IkengaTTS

Tone-preserving Igbo text-to-speech via transfer learning

Emmanuel Chimezie · Mexkoy Labs

Paper (PDF) F5-TTS · 335M params 112K clips · 255 hours

What is this?

IkengaTTS is a text-to-speech system for Igbo, a tonal language spoken by 30-45 million people in Nigeria and its diaspora. We fine-tuned F5-TTS (335M parameters) on 112,521 Igbo clips (255 hours) from the African Voices dataset. The result is the first open, evaluated Igbo TTS system with tone-aware text processing.

Multiple from-scratch approaches failed—autoregressive collapse, non-autoregressive silence, duration compression. Transfer learning from a large English-trained model was the key that worked.

335M
parameters
112K
training clips
255
hours of speech
987
eval samples

Why tone matters

Igbo is a register tone language. The same sequence of consonants and vowels can mean completely different things depending on pitch.
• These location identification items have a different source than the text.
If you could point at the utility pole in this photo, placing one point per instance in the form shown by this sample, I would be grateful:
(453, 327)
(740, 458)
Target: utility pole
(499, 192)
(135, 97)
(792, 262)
A TTS system that ignores tone marks doesn't just sound wrong—it says the wrong word.

The word "akwa" has four meanings:

ákwá
"cry"
high-high
àkwà
"cloth"
low-low
ákwà
"bed"
high-low
àkwá
"egg"
low-high

Base model vs. fine-tuned

The base F5-TTS model (trained on English) cannot speak Igbo at all. After fine-tuning on African Voices data, the model produces intelligible Igbo speech. Listen to the difference:

Female voice (IECT1F80 — top-ranked speaker)

Base F5-TTS (no fine-tuning)
Attempts Igbo text — unintelligible output
IkengaTTS (fine-tuned)
ΔWER −12.3 pp, SIM-o 0.977 (best female speaker)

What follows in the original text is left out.